A tucanada está implacável. Uma rasteira atrás da outra, muitas destas armadas na surdina, bem ao estilo do próprio José, e uma não tão escondida aliança entre os parceiros, governador de São Paulo, Geraldo Alckmin (PSDB) e o ex-governador de Minas, senador eleito, Aécio Neves (PSDB-MG), estão reduzindo a pó as pretensões de José Serra. Candidato tucano ao Planalto, derrotado no ano passado (e em 2002), José mantém-se decidido a concorrer de novo a presidente em 2014.
Os tucanos não o querem nem como presidente do Instituto Teotonio Vilela, de estudos do PSDB. Como presidente nacional do partido, então, nem pensar. Numa articulação tramada por alckmistas e aecistas, a bancada de deputados federais do partido reunida ontem em Brasília foi logo assinando um manifesto a favor da continuidade do senador Sérgio Guerra (PSDB-PE) no comando nacional da sigla.
Nada menos que 53 dos 55 deputados que constituem a bancada federal tucana assinaram o manifesto que fecha a Serra as portas de postos que ele sonhava conquistar. O documento tem, também, a adesão de grande parte da bancada de senadores do PSDB, todos empenhados em se livrar de seu algoz na campanha eleitoral do ano passado.
Detalhe: em outra decisão, os deputados tucanos derrotaram José Serra mais uma vez e elegeram como líder da bancada o candidato apoiado por Alckmin, Duarte Nogueira (PSDB-SP).

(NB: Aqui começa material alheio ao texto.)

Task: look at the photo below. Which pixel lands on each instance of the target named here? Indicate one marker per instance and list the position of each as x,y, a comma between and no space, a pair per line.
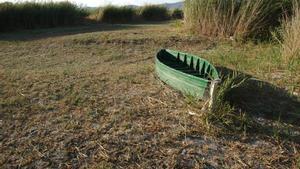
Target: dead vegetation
93,100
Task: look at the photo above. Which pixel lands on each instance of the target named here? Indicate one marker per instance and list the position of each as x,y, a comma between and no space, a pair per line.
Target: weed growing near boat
222,113
290,36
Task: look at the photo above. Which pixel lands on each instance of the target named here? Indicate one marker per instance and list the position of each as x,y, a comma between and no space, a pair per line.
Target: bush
113,14
231,18
154,13
177,14
29,15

Aliança café com leite vai de vento em popa
A aliança café-com-leite (São Paulo-Minas), que já se impôs com muito sucesso na República Velha, até 1930, vai de novo de vento em popa. A locomotiva São Paulo atrelou em sua composição uma 2ª e poderosa locomotiva, a mineira, com Aécio como maquinista. E Alckmin, na confortável posição de quem pode em 2014 disputar a reeleição ou pensar, de novo, em concorrer à Presidência da República.

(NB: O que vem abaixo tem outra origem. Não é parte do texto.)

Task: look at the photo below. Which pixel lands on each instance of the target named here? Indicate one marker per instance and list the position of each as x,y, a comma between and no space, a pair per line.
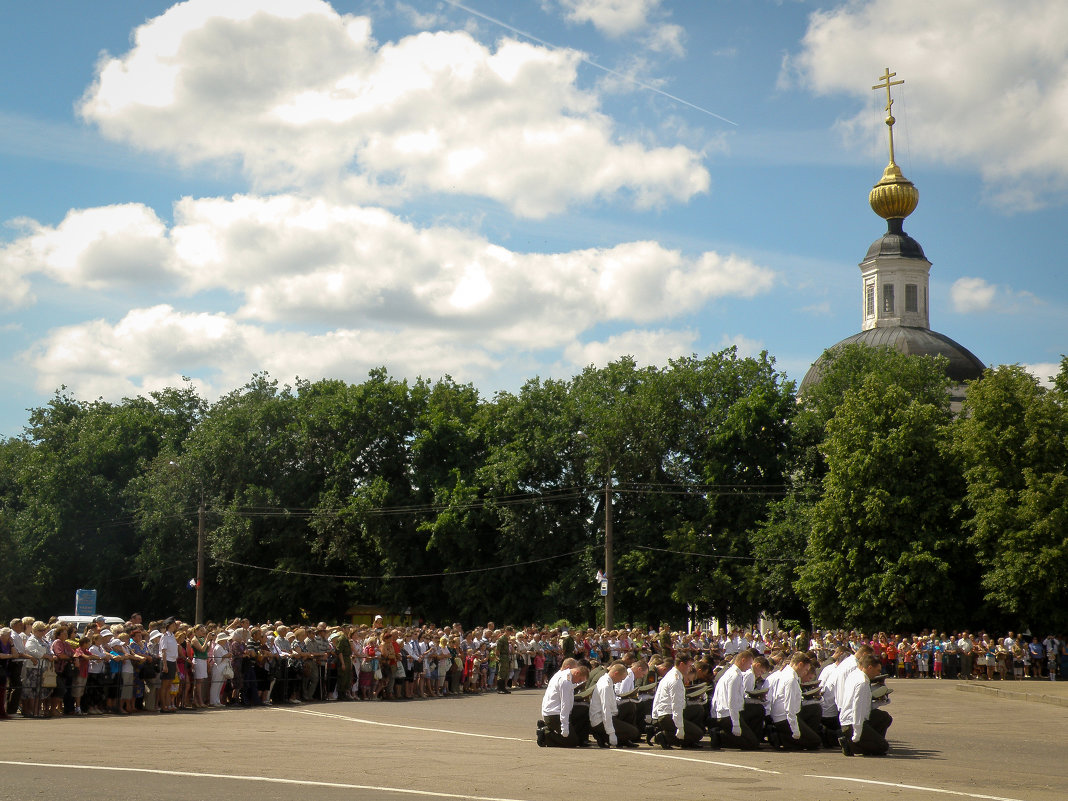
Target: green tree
884,546
1012,439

Já para José Serra, não dão nem deixam nada. Pelo jeito vão mesmo hegemonizar e dirigir o PSDB, apesar dos protestos do senador eleito por São Paulo, Aloysio Nunes Ferreira Filho (PSDB-SP), que falou em rolo compressor, constrangimento, aviltamento da democracia interna tucana...Aloysio foi chefe da Casa Civil de José Serra governador.

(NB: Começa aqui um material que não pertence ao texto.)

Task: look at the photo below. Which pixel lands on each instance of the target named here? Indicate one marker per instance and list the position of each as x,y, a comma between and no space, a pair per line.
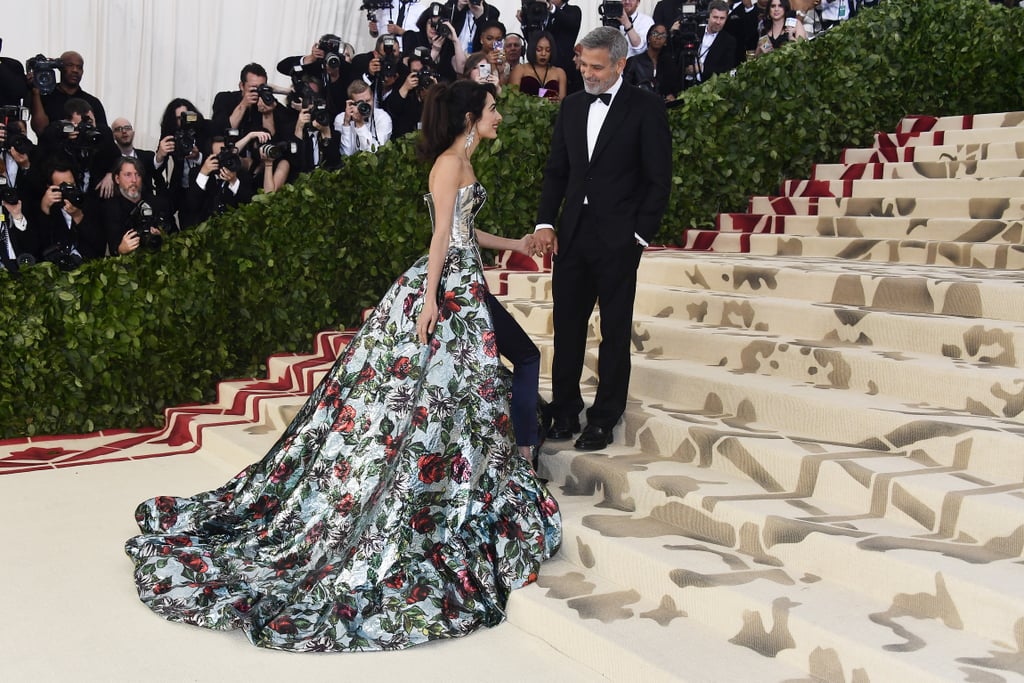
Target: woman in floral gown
395,508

Tudo aquilo que os rivais tucanos do serrismo desprestigiados, massacrados, não ajudados na campanha passada e alijados, autoritariamente, da disputa presidencial diziam sobre José Serra na disputa pelo Planalto no ano passado. A tucanada virou adepta da tese de que a vingança é um prato que se come frio e dá o troco agora a Serra.